Parfait ! Il s’essuya avec hâte, enfila une paire de Levi’s en velours côtelé et un maillot de rugby gris et marron. Pourquoi diable n’y avait-il pas pensé avant ?

Face au miroir du placard, il se tapa sur le ventre. Le son produit était solide, comme une balle dans un gant de base-ball : pour un mec de trente-deux ans, c’était pas mal du tout !

Il se dirigea vers la porte, puis s’arrêta net, réalisant soudain où il allait : il empoigna une taie d’oreiller, retourna vers le placard et bourra la taie de caleçons, de chemises et de draps sales…

Il descendit Barbary Lane pratiquement en courant.

 

Le Come Clean Center trônait de manière ingrate à l’intersection de Lombard et de Fillmore, en face du centre de fitness de Marina. La laverie était bleue, dans un style sixties fonctionnel, assez passe-partout pour voir le jour n’importe où aux États-Unis. Un signe sur la porte annonçait : « Pas de lessive après 20 h, S.V.P. »
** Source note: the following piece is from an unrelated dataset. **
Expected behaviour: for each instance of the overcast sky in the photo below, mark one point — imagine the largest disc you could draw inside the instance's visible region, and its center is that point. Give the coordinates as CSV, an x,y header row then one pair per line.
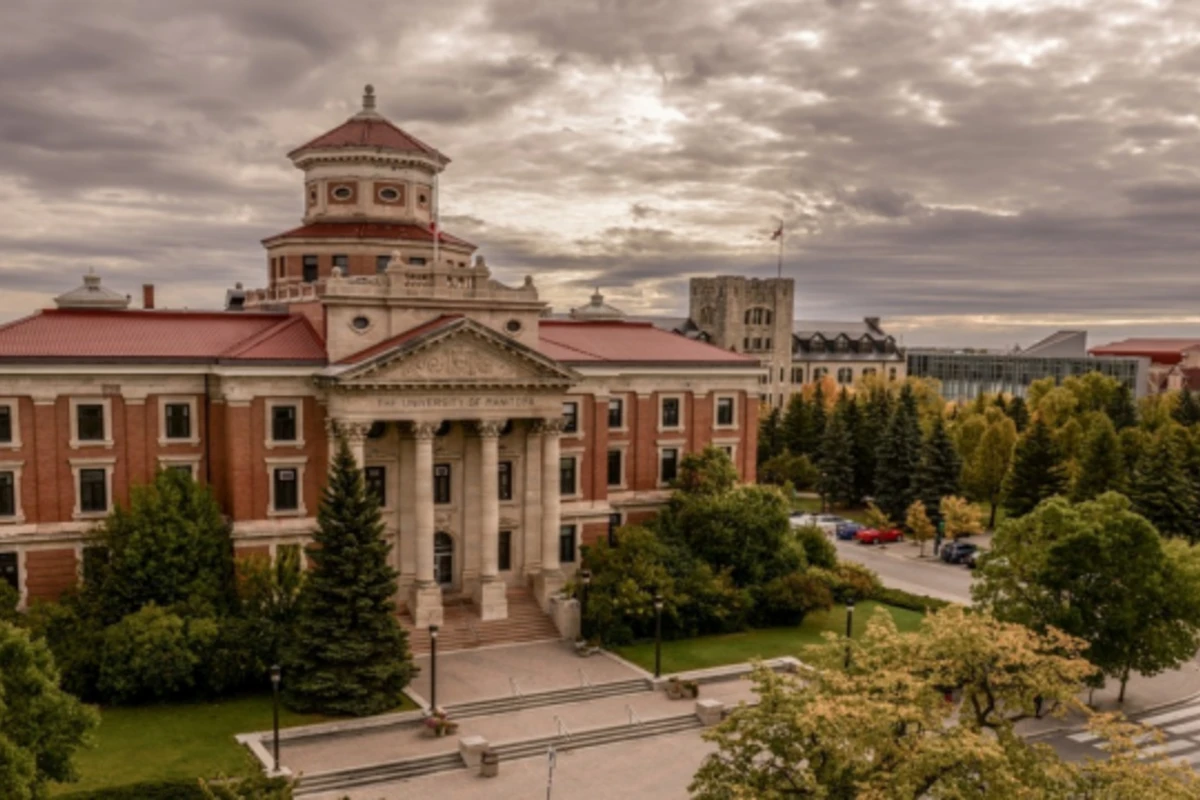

La pancarte fit sourire Brian. Il appréciait le dépit de la direction. Certaines personnes s’incrustaient tristement jusqu’à la fin. Il jeta un œil à sa montre : 19 h 27. Il allait devoir travailler vite.

À l’intérieur, le long d’un mur de machines à laver en marche, une douzaine de jeunes femmes faisaient semblant d’être absorbées par leur lessive. Les regards dévièrent furtivement vers Brian, avant de se fixer à nouveau sur les machines. Le sang de Brian ne fit qu’un tour.

Il jaugea la présence masculine dans la laverie : pas vraiment de concurrence. Deux costumes décontractés, une mauvaise moumoute, et une mauviette avec un faux diamant dans l’oreille.

Enfonçant son maillot dans son pantalon, le ventre bien rentré, il se dirigea avec la grâce d’une panthère vers le distributeur de détergent. Maintenant chaque détail comptait, chaque frémissement de tendon et chaque battement de cils.

 

— Psst, Hawkins !

Brian se retourna, pour être confronté à Chip Hardesty et son plus mauvais sourire d’animateur télé. Chip, célibataire, vivait à Larkspur, et pratiquait la dentisterie dans un hangar réaménagé de Northpoint. Son bureau était rempli de vitraux et de bannières Renaissance en soie.

Brian laissa échapper un soupir maussade.

— J’ai compris, fit-il, chasse gardée.

— Je m’en vais. Déconstipe-toi.

Du Chip Hardesty tout craché ça, « Déconstipe-toi. » Il avait beau avoir la gueule d’un commentateur sportif, pensa Brian, son humour volait au ras des pâquerettes.

— Ça ne mord pas ? s’enquit Brian, pour l’aiguillonner.

— Je ne cherchais personne.

— Ah tiens ?

Chip souleva son panier à linge.

— Eh non, comme tu peux voir.

— Je suppose qu’il n’y a pas de laverie à Larkspur.

— Écoute, mon pote, j’ai un rendez-vous ce soir. Sans ça je serais déjà sur un coup garanti.

— Ici ?

— À cet instant précis, mon vieux.

— Où ça ?

— Hé, vieux, fais tes propres recherches.

— Merci beaucoup, enculé.

Chip ricana et détourna son regard vers le coin de la pièce.

— Elle est à toi, mon pote. Celle en orange.

Il tapa Brian sur l’épaule et se dirigea vers la sortie.

— Et ne dis pas que je ne t’ai jamais rendu aucun service.

— C’est ça, marmonna Brian, qui se concentrait déjà avant de lancer son attaque.